In other words, the VEVA assistant is designed to support busy caregivers and their workflows, diminishing the administrative and information retrieval burden of navigating unintuitive graphical user interfaces, she added.
By testing the voice assistant's functionality in the caregiver workflow, Vanderbilt caregivers have realized enhancements in the delivery of care. They are armed with efficient, simple ways to retrieve valuable patient information, which helps them better understand the patient's story in order to manage care, Kumah-Crystal said.

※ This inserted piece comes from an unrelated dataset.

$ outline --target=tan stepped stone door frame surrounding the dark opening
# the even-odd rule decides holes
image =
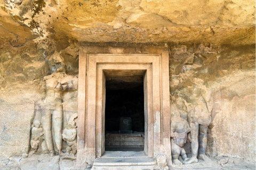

"VEVA has demonstrated the ability to impact on caregiver productivity and efficiency," she explained. "In particular, providers can save time by reducing the number of clicks per query, which translates to a 15 percent improvement in task-time savings."
Finally, VEVA rates well in system usability testing and has improved the providers' workflow experiences by enabling them to interact with the EHR using simple, intuitive, natural language queries, she added.
ADVICE FOR OTHERS
"We recommend that organizations start with a baseline assessment of both the amount of time providers spend on administrative tasks, as well as the impact this creates on workflows and caregiver productivity," Kumah-Crystal advised. "Without this baseline, it can be difficult to measure progress and success of the virtual assistant or any voice-powered technology."
Next, do the required homework and create a business case for workflow optimization, she said. Explore advances in machine learning, AI and natural language processing, and learn more about prototypes that are available and working in other organizations, she said. Find out about vendors that can leverage these technologies to make voice interaction with EHRs a reality, she added.
"A cross-functional team is essential as well," she suggested. "Include subject matter experts across a range of disciplines, including caregivers, clinical informaticists, software engineers and information theorists. Build an overarching model and make sure you take into consideration the providers' workflow, information needs and so on."
Additionally, build a prototype while users test and provide their feedback, she said.
"You want to understand information theory and map queries and content to satisfy provider's needs," she concluded. "Find out how you might 'break' the technology to uncover the commands it can't handle, for example, so you can overcome those before you make the solution widely available."